I am trying to do pattern replacement using SED script but its not working properly
sample_content.txt
288Y2RZDBPX1000000001dhana
JP2F64EI1000000002d
EU9V3IXI1000000003dfg1000000001dfdfds
XATSSSSFOO4dhanaUXIBB7TF71000000004adf
10Q1W4ZEAV18LXNPSPGRTTIDHBN1000000005egw
patterns.txt
1000000001 9000000003
1000000002 2000000001
1000000003 3000000001
1000000004 4000000001
1000000005 5000000001
Expected output
288Y2RZDBPX9000000003dhana
JP2F64EI2000000001d
EU9V3IXI3000000001dfg9000000003dfdfds
XATSSSSFOO4dhanaUXIBB7TF74000000001adf
10Q1W4ZEAV18LXNPSPGRTTIDHBN5000000001egw
I am able to do with single SED replacement like
sed 's/1000000001/1000000003/g' sample_content.txt
Note:
- Matching pattern is not in fixed position.
- Single line may have multiple matching value to replace in sample_content.txt
- Sample_content.txt and patterns.txt has > 1 Million records
File attachment link: https://drive.google.com/open?id=1dVzivKMirEQU3yk9KfPM6iE7tTzVRdt_
Could anyone suggest how can achieve this without affecting performance?
Updated on 11-Feb-2018
After analyzing the real file I just got a hint that there is a grade value at the 30 and 31th position.

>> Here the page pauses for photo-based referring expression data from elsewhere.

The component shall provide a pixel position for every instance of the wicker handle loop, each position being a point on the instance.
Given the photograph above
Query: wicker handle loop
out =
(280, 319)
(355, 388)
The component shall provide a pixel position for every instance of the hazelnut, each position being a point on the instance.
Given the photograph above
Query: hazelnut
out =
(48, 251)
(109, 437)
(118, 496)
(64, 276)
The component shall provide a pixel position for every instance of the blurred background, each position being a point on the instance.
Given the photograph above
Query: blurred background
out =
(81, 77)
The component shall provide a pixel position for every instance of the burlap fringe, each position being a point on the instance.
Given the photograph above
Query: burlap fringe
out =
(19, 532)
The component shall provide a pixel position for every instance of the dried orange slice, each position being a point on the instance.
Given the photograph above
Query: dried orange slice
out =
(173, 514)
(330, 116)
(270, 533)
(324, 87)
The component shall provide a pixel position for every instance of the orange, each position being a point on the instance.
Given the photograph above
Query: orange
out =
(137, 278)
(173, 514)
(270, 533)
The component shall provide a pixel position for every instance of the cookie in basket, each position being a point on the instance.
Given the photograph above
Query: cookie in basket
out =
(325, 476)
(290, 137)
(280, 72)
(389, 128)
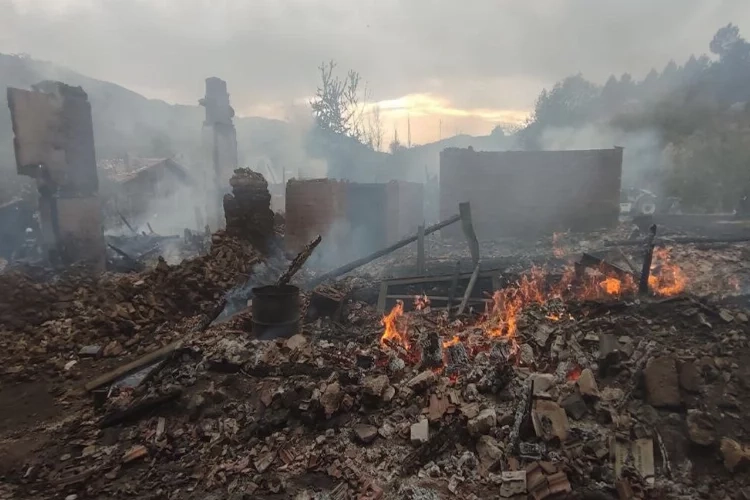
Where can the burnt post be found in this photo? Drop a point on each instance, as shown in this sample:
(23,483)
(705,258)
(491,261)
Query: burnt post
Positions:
(420,250)
(648,256)
(468,228)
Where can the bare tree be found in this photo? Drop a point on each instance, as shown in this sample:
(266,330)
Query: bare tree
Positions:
(340,107)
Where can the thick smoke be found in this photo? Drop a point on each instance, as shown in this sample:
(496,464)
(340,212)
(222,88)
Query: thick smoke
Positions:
(643,155)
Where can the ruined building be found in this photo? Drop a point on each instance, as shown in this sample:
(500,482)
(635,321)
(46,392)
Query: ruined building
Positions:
(219,145)
(54,144)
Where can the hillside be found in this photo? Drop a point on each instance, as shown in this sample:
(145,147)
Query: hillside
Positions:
(127,122)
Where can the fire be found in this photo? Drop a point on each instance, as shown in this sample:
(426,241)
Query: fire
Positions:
(447,343)
(612,286)
(666,278)
(393,331)
(421,302)
(574,374)
(557,248)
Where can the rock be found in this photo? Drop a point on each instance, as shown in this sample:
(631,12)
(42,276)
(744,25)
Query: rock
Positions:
(467,461)
(90,351)
(700,428)
(422,381)
(726,316)
(331,398)
(388,394)
(542,381)
(264,462)
(514,483)
(134,453)
(734,454)
(550,420)
(587,384)
(471,393)
(489,452)
(295,342)
(575,406)
(482,423)
(690,377)
(662,382)
(195,406)
(386,430)
(526,355)
(113,349)
(396,364)
(365,434)
(375,386)
(420,432)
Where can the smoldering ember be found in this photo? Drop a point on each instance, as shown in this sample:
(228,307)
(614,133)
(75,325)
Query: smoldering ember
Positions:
(519,326)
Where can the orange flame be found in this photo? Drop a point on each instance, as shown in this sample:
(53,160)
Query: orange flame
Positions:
(612,286)
(421,302)
(574,374)
(666,278)
(447,343)
(393,331)
(558,249)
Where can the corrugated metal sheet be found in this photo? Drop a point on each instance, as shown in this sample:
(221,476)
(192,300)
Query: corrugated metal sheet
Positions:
(517,193)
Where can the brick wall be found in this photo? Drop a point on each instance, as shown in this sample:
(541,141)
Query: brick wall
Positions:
(312,206)
(525,193)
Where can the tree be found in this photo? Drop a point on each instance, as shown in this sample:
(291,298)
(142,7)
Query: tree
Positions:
(341,107)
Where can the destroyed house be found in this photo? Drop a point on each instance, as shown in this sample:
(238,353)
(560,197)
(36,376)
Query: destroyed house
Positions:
(134,184)
(528,193)
(15,216)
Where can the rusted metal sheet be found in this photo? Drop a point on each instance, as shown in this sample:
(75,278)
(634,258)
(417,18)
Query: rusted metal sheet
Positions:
(524,193)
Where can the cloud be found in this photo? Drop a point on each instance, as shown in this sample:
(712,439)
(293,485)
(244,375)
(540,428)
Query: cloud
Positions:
(478,55)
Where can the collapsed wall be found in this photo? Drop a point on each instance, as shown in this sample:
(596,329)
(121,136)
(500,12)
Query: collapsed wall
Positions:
(355,218)
(525,193)
(248,209)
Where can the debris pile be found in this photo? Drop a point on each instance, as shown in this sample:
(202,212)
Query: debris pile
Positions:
(44,318)
(599,400)
(248,209)
(564,386)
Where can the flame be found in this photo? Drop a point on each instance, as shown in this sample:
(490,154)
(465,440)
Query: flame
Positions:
(612,286)
(666,279)
(558,250)
(393,331)
(574,374)
(421,302)
(447,343)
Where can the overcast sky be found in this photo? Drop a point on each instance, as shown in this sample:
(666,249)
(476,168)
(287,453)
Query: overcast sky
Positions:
(469,63)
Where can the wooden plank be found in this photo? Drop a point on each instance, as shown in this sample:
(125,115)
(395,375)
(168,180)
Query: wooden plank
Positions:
(469,289)
(420,250)
(439,298)
(468,228)
(133,366)
(382,297)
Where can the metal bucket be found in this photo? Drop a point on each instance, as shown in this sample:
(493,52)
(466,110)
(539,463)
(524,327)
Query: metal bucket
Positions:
(275,311)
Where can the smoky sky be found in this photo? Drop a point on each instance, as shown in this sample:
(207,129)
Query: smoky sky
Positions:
(476,53)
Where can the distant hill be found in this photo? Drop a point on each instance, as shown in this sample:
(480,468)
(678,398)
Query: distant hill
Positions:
(127,122)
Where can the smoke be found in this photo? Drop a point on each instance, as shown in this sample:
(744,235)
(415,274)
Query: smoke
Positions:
(643,154)
(264,273)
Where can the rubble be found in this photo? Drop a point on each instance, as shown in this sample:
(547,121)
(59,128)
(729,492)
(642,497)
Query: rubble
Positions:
(662,382)
(420,432)
(338,412)
(482,423)
(248,209)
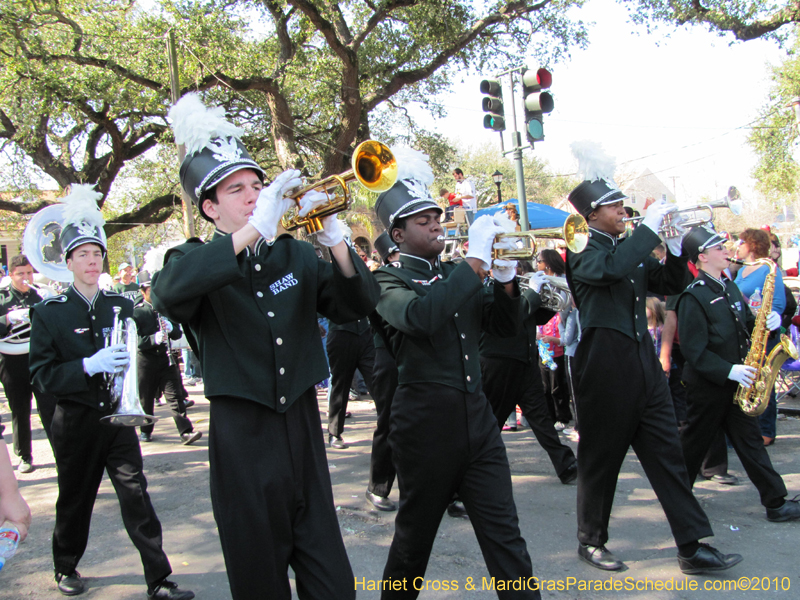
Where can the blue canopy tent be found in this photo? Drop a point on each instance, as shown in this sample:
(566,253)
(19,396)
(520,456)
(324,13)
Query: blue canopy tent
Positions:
(539,215)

Which helps where and all we need to apply replacement.
If grade AB then replace the 10 digit phone number at 41-50 and 101-110
If grade BC then replace the 10 digit phone number at 11-20, 61-70 and 151-160
If grade DE then replace the 10 digit phone number at 1-10, 71-80, 151-160 and 181-190
Like this I am seeing 50 unique grades for 2 Million sample records.

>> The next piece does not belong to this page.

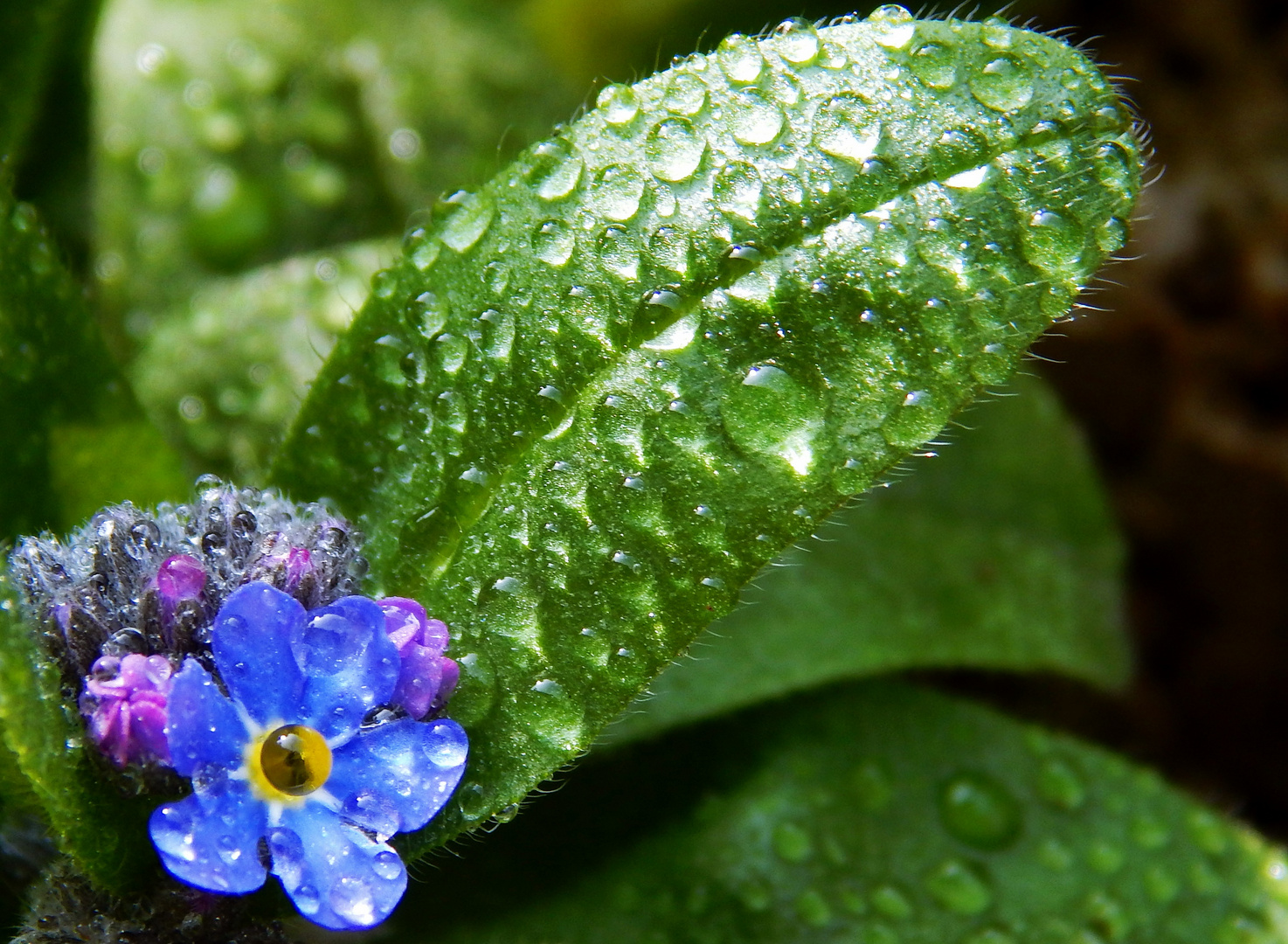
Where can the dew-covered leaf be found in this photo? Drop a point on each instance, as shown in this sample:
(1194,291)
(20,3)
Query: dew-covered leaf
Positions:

{ grade=substr($0,110,2)} // identify grade
{
if (grade == "AB") {
print substr($0,41,10) ORS substr($0,101,10)
} else if(RT == "BC"){
print substr($0,11,10) ORS substr($0,61,10) ORS substr($0,151,10)
}
like wise 50 coiditions
}
May I know, whether this approach is advisable or anyother better approach?